Another interesting aspect of the cost of living crisis is its impact on global markets. As countries face inflationary pressures, they are also dealing with fluctuating currency values. The depreciation of currencies in some economies, combined with rising commodity prices, has resulted in increased costs for imports, further driving up the cost of living. Countries that rely heavily on imports, particularly for essential goods like food and energy, are feeling the pressure the most. These dynamics bring to mind the systemic failures portrayed in Frankenstein, where Victor Frankenstein’s ambition to transcend natural limits ultimately leads to chaos and destruction. Just as Frankenstein's creature was created with good intentions but led to ruin, so too are the policies that were initially designed to stimulate growth now contributing to widespread economic turmoil.

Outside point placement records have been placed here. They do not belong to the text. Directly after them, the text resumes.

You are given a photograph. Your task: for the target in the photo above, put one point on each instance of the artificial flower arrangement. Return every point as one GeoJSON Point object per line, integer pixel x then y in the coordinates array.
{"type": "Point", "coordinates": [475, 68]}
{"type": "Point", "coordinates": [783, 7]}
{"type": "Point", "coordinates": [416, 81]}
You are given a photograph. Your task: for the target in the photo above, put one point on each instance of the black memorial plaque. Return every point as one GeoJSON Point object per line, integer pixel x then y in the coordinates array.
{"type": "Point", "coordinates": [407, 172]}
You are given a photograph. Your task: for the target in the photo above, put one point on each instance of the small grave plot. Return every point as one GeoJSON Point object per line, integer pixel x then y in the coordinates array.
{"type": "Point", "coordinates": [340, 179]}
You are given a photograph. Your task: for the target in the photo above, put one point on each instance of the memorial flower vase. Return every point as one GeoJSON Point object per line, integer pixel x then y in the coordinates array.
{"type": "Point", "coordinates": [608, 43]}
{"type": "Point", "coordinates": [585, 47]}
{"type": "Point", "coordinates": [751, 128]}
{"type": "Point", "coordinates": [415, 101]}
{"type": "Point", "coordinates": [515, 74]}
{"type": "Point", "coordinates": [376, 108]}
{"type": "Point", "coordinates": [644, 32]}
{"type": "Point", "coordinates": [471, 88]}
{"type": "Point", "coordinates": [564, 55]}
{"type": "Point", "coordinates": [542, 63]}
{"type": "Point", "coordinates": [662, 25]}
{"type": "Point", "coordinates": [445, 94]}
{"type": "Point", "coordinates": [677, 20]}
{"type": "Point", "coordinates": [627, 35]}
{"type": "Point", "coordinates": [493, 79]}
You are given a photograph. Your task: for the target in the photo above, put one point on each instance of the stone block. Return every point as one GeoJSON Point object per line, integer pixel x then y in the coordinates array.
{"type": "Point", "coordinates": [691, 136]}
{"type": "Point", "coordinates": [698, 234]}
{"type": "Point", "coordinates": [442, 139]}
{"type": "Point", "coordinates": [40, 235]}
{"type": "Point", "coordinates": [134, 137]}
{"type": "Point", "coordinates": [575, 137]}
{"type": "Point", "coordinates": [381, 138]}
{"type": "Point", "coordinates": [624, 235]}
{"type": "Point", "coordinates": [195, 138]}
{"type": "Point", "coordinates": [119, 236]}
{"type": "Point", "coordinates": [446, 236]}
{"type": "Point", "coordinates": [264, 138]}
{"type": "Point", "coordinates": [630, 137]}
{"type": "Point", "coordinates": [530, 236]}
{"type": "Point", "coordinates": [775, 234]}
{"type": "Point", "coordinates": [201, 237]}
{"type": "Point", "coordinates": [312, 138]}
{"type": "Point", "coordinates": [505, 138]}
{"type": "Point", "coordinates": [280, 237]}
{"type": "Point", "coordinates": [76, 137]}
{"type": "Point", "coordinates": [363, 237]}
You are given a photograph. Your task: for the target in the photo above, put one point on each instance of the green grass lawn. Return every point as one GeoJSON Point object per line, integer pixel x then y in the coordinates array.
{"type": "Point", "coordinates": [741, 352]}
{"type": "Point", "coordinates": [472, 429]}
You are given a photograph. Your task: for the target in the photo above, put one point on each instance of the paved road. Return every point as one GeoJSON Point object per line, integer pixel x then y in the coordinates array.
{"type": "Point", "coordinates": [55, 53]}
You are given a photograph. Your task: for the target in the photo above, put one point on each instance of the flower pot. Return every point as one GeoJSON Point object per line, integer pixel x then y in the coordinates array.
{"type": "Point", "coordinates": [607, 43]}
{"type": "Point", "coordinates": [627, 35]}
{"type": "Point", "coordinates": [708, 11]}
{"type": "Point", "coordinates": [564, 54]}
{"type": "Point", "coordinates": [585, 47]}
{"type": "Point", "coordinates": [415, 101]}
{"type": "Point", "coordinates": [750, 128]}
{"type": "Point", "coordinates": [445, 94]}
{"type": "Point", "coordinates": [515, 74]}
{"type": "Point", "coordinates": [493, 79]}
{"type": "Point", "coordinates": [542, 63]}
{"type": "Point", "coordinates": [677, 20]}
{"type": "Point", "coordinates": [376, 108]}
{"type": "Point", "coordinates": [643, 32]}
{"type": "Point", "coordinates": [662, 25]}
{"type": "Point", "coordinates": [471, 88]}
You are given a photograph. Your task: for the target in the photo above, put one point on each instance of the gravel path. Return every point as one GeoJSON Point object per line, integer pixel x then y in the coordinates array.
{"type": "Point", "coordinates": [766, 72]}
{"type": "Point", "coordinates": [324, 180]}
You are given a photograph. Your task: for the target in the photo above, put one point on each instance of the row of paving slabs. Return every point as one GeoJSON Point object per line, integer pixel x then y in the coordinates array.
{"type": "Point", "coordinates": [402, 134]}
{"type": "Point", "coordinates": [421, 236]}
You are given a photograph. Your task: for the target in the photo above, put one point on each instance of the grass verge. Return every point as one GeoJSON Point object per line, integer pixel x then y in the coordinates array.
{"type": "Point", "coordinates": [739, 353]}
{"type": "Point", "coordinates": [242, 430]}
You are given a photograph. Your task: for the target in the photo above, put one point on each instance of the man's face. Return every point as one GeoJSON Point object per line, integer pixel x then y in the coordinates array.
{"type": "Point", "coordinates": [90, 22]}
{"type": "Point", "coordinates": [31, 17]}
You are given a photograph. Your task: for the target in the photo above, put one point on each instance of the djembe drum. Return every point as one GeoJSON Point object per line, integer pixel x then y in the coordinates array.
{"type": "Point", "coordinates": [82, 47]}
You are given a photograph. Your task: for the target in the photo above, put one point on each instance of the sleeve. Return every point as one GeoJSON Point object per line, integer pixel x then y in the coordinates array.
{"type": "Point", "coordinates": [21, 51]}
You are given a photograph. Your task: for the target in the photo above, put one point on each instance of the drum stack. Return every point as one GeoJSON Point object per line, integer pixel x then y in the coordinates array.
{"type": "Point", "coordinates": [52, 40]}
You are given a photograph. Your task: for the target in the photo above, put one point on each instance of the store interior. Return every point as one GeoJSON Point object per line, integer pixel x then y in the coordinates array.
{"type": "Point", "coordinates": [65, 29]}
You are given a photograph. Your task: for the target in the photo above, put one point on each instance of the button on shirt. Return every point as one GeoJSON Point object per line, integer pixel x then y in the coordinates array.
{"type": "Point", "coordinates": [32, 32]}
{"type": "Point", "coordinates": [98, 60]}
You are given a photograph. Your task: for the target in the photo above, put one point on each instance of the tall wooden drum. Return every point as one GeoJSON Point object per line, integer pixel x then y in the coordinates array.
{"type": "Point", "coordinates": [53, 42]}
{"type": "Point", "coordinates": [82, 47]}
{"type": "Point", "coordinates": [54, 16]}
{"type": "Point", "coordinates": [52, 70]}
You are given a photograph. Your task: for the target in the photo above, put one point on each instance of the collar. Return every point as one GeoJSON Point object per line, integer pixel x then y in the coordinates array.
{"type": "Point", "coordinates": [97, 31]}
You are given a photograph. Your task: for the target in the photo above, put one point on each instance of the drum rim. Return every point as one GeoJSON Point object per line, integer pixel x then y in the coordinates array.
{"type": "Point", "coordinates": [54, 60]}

While the global cost of living crisis is undoubtedly a complex issue, there are also potential solutions that could provide some relief. One possible avenue for addressing the crisis is through technological innovation. Advancements in automation, renewable energy, and digital technologies could help reduce production costs and alleviate some of the supply-side pressures that are driving inflation. Furthermore, efforts to improve productivity, particularly in industries such as agriculture and manufacturing, could help lower the cost of goods and services. However, these technological solutions come with their own set of challenges, as they require significant investment and could potentially lead to job displacement in certain sectors. The question remains: will technological advancement be the beacon of hope, or will it only deepen the divide between the haves and have-nots?
In conclusion, the cost of living crisis is a multifaceted issue that demands both short-term and long-term solutions. While governments and central banks have taken steps to address the immediate causes of inflation, the deeper structural problems of inequality and economic disparity remain. Just as the characters in novels such as Wuthering Heights find themselves trapped in cycles of obsession and revenge, so too are many households trapped in cycles of poverty and economic instability. To break free from these cycles, it will require a combination of policy reforms, technological innovation, and a renewed focus on equity and fairness in economic systems. Until then, much like the tragic characters in Hardy’s works, the lives of those most affected by the crisis will remain in the balance, their fate shaped by forces far beyond their control.